ひとつは、反体制的身振りに彩られた知。政治結社や文学同人、ロックンロールや魔女集会まで、メインカルチュアとは異なる偏愛文化のサークルは、正統的知からはずれた独特の視点から世界を批判的に観察していることが多い。斜に構えて鋭く世情を斬ってみせる、えらくカッコいいノリがそこにある。自分たちは既成の概念や価値観に縛られていないという矜持のような気概があり、それがアングラ・カルチュアをささえる知の方向性のひとつをなす。アングラ・カルチュアにある洗練された知。それは、シニシズムに取り憑かれた、きわめて第三者的な知のありようだ。
もうひとつは、そうした第三者的な視点ではなく、あくまでアングラという場所に没入し、自らの心の中にある逸脱性をひたすら外在化してカルチュアを形作る知のかたち。いっけんバカそうなのだが、ひたすら無骨ながらも外在化していくうちに、それはアングラのカルチュアそのものをなす、もっとも求心性のある作品に結実する場合が多い。
前者を評論家的、後者を表現者的な知のありようと考えてみよう。アングラ・カルチュアはふたつの知の生々しいぶつかりあいによって、独特のダイナミズムを作り上げていることが窺える。

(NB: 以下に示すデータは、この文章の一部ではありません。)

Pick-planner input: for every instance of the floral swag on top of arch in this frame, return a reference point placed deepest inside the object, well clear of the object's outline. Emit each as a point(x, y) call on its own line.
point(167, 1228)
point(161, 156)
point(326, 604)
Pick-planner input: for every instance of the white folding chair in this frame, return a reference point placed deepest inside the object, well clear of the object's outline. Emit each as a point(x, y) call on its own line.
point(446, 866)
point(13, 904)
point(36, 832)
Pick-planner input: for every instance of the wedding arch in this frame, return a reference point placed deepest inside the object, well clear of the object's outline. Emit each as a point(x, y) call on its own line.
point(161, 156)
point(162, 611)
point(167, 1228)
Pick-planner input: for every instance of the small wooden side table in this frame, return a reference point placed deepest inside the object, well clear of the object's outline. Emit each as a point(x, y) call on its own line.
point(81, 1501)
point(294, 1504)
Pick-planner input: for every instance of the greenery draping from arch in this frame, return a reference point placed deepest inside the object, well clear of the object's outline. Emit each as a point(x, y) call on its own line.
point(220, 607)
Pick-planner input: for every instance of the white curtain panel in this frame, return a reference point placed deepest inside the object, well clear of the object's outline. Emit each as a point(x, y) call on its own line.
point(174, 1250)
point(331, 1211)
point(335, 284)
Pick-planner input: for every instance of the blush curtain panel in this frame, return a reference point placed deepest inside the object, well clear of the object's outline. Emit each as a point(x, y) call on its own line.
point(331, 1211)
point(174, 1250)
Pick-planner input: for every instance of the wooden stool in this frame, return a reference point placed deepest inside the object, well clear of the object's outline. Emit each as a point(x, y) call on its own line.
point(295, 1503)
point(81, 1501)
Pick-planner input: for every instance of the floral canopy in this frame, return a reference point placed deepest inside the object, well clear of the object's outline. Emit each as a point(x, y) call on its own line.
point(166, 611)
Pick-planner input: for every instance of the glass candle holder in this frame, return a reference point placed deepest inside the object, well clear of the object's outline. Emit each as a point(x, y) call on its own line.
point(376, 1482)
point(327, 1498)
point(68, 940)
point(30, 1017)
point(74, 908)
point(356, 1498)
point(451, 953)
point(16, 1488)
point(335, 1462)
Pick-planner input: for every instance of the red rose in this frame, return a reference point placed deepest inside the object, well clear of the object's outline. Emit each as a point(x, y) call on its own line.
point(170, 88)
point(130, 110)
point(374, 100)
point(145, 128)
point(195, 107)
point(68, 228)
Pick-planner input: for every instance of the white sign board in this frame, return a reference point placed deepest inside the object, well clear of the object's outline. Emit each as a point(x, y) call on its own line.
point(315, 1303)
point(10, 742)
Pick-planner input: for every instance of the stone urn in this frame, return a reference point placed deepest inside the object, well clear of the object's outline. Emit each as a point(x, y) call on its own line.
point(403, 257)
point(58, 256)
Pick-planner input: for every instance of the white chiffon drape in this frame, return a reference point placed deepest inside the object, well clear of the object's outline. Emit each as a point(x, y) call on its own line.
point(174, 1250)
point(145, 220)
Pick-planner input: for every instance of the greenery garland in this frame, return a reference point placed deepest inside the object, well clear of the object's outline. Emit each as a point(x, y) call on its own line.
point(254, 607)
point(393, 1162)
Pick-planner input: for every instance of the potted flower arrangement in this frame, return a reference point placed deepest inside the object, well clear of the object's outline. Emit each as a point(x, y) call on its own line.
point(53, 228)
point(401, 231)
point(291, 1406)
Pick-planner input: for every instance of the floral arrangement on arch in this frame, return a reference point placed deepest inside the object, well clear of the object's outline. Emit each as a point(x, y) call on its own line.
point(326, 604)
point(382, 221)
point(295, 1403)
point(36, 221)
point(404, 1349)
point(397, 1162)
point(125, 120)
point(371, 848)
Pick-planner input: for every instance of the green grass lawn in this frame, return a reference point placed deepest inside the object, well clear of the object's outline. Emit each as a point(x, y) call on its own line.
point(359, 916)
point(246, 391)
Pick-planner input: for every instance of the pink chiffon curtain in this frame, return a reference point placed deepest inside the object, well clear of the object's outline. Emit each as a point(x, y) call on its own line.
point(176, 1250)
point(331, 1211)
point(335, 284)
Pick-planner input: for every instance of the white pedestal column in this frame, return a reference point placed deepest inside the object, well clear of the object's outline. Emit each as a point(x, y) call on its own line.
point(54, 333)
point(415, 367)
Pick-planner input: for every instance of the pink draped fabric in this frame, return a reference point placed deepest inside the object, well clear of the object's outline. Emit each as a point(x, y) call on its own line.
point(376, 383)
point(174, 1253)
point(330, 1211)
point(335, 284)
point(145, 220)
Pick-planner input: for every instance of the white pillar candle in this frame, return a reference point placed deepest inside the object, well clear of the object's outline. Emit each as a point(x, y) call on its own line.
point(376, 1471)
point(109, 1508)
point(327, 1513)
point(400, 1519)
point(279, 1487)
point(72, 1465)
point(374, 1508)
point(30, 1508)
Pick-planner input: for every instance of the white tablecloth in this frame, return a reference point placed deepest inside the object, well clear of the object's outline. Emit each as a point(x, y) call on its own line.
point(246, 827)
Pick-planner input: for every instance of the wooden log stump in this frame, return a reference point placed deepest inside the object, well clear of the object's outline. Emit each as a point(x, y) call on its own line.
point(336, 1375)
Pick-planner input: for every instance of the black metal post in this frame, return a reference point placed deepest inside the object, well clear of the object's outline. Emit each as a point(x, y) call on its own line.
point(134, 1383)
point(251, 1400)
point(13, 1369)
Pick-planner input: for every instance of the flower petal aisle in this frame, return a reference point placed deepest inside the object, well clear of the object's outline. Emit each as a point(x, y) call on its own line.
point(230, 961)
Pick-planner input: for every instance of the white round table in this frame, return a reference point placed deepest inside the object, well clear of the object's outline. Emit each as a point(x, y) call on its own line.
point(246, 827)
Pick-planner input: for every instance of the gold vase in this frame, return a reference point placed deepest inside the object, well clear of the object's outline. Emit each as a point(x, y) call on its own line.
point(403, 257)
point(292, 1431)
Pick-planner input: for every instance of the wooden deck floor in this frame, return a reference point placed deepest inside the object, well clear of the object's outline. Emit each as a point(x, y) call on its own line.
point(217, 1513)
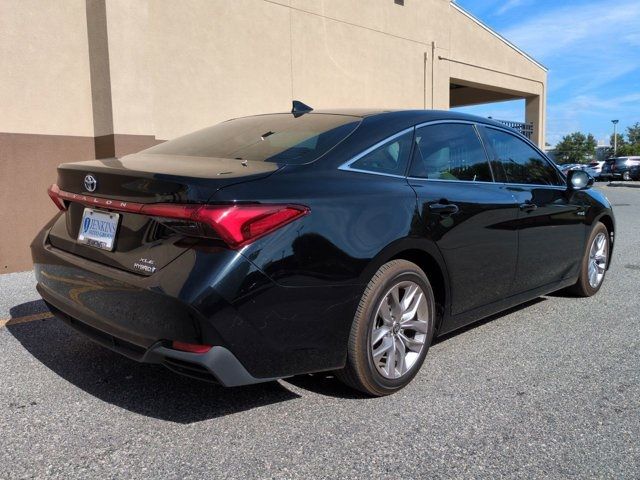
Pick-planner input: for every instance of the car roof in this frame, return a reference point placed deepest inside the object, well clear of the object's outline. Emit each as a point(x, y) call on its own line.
point(410, 116)
point(402, 116)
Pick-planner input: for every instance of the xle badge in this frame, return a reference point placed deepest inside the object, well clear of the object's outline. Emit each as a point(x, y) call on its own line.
point(145, 265)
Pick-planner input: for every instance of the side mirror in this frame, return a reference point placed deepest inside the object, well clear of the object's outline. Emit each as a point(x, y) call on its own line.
point(579, 180)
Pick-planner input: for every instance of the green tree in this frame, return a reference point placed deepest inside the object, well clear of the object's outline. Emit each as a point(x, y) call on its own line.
point(633, 134)
point(622, 146)
point(576, 148)
point(632, 145)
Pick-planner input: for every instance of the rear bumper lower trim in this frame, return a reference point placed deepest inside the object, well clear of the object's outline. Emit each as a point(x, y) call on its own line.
point(218, 364)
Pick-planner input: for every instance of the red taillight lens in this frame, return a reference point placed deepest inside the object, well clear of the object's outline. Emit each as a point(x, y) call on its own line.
point(236, 225)
point(190, 347)
point(54, 194)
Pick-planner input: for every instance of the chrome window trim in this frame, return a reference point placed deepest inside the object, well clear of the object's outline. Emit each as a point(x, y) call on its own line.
point(535, 147)
point(347, 165)
point(480, 139)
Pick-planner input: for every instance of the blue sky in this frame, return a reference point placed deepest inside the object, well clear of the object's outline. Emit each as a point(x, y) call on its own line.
point(592, 50)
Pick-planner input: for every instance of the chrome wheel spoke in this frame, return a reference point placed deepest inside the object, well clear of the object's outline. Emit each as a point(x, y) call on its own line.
point(409, 295)
point(394, 303)
point(415, 325)
point(412, 308)
point(402, 354)
point(597, 265)
point(411, 343)
point(385, 346)
point(390, 367)
point(399, 331)
point(379, 333)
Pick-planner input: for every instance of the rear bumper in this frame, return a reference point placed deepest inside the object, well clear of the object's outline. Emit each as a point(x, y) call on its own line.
point(217, 365)
point(611, 175)
point(259, 330)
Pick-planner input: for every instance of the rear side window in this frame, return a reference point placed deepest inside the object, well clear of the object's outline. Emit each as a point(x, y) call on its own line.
point(450, 152)
point(390, 158)
point(279, 138)
point(517, 162)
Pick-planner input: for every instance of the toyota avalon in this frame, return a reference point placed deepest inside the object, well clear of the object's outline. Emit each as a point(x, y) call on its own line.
point(345, 241)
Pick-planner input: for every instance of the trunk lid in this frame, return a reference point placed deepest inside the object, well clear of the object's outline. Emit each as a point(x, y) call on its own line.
point(143, 245)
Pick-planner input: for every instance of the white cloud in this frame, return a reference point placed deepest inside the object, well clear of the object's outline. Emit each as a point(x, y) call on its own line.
point(510, 5)
point(594, 59)
point(588, 27)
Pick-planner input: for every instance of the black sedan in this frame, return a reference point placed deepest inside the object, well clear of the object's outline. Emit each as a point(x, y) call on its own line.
point(346, 241)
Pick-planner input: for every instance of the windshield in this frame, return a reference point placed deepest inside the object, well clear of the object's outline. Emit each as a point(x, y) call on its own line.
point(278, 138)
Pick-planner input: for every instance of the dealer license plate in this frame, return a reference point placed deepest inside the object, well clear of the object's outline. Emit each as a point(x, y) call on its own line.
point(98, 229)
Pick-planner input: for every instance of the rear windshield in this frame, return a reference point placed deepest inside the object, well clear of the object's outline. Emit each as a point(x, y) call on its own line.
point(279, 138)
point(618, 161)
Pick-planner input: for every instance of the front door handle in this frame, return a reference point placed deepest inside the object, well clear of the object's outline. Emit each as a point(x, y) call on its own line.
point(528, 207)
point(444, 208)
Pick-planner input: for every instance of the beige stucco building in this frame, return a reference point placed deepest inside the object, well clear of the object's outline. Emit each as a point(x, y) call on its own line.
point(83, 79)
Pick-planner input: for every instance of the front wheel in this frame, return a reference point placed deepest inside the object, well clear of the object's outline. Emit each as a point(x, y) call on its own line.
point(392, 330)
point(594, 263)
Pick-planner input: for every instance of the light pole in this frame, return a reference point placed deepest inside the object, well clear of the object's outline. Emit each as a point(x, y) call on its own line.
point(615, 137)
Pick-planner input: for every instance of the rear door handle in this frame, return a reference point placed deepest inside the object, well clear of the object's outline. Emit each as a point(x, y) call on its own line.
point(528, 207)
point(444, 208)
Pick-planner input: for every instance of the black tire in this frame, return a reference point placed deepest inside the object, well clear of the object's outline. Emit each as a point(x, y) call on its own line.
point(359, 371)
point(583, 288)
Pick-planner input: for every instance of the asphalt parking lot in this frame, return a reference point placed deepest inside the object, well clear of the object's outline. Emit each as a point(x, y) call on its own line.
point(549, 390)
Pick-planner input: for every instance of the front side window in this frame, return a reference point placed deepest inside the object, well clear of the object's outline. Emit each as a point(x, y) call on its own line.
point(450, 151)
point(390, 158)
point(517, 162)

映画『イディオッツ』を見てつくづく思ったのは、どのアングラ・カルチュアにも共有するであろう構造を見事に体現していることだった。作中のイデオッツというグループは、まさにそうした典型的なアングラ集団の雰囲気を持っている。イディオッツは、世間から一見大事にされていそうで、実は排除されてしまう人々への批判的姿勢から生まれたグループだ。
一味の中心人物ストファーは、典型的な反体制的性格の男である。シニカル理性の持ち主でアングラ結社の隆盛と崩壊の導き手。彼は世俗の矛盾を突き、批判的知性をくりだし、たいへんカッコいい人物なのだけれど、その反面、賢すぎて世の中全部が見えすぎたような気分になってしまい、ものすごく虚無的に見えることが多い。批判を繰り返していくうちに、どうしても構造上の矛盾につきあたり、しかも、矛盾を含むカオスな状態に弱いというナイーブな様子を見せる。
一方偶然からイディオッツたちに出会い、内的必然から行動をともにするカレンは、カルチュアでの創造的な部分を引き受ける人物としてに描かれている。彼女はイデオッツの人々が志向する考え方を観察し吸収しわがモノとした上で、徹底的にそれを表現してみせる。
いったいどちらがアングラという場を必要としたのか、どちらがアングラ・カルチュアをよりエンジョイしたのだろうか。それも、魂が潤うほどにーー。
正統から外れた、いわばアングラ独特の無知の知を、鋭角的に構造化してしてみせた本作品は、わたしたちがふだんなにげなく文化(カルチュア)と口にしている創造的営みを根底から再考しなおす、みごとなまでに知的な作品だ。